Anna's voice cracks as she replies, "Yes, child, I am. Just a bit of a shock and lost in my memories."
"Come, sit down and I'll get you a cup of tea. Relax and have fun, it's your day after all." said Katrina.
As Heidi wheeled in the cake, ablaze with 90 candles, Anna looked into Heidi's eyes. Heidi how pleased Oma was but also saw something else, a flicker, like a candle almost blown out in the wind. And as her family gathered around the cake and sang, Anna's thoughts moved back over her long life.

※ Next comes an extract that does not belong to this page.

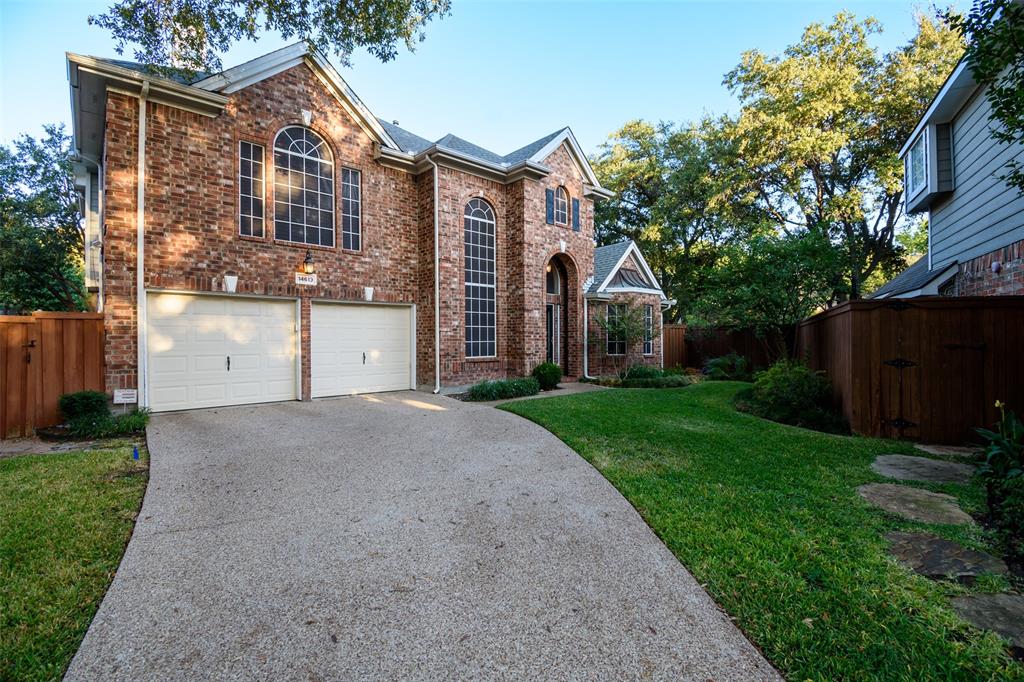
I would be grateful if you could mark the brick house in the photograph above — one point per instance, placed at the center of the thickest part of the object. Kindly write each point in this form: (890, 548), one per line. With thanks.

She grew up in what is known as the Valley on Exchange Street in Buffalo. The neighborhood was of Hun-Austrian immigrants. Her parents had moved back and forth from Austria to America several times before her Papa told her Mother to choose a country. With World War I beginning, America was were they would make their permanent home. When she was a young woman in her teens, a family from Czechoslovakia had moved into the neighborhood. With them, they brought a border, a young man of 17. To Anna, he was the most handsome man she ever laid eyes on and decided then and there she would marry a gypsy.
Anna went to a Catholic high school in her neighborhood with her best friend, Celeste. They changed their route to school in order to pass the Gypsy's house. Leaning toward Anna, Celeste whispers, "Ann, I don't understand why you have me take the long way to school, that new kid goes to work very early in the morning, he's been gone for hours!"
"Yes, I know Celeste, you tell me that every morning." said Anna. "But what if he is late one day? I want you to see him, he's so handsome. I want going to marry a gypsy like him someday.
Celeste rolled her eyes, "And so you tell me every morning!" And of they went as they did every morning, until almost a year later.
Seniors and just about a month away from graduation, Anna and Celeste, heads together, walk the same route they started a year ago. Their voices low, whispering teen girl secrets to one another, Anna felt eyes on her, almost as if they were burning into her soul. As she looked over her shoulder, she saw her gypsy, watching her. There was a stirring in her that she never felt before, unfamiliar yet not at all unpleasant. She never told Celeste, who after a year of taking this detour, never stopped complaining of the extra blocks, that he was there, watching. She looked into his eyes, certain that this would be the she gypsy would marry.
Peter's voice brought her back from the past, "Ma, it's time to open gifts. Are you feeling alright? You look a little pale".
"I'm fine Peter. Let's get the young ones to help Old Grandma open this mountain of gifts".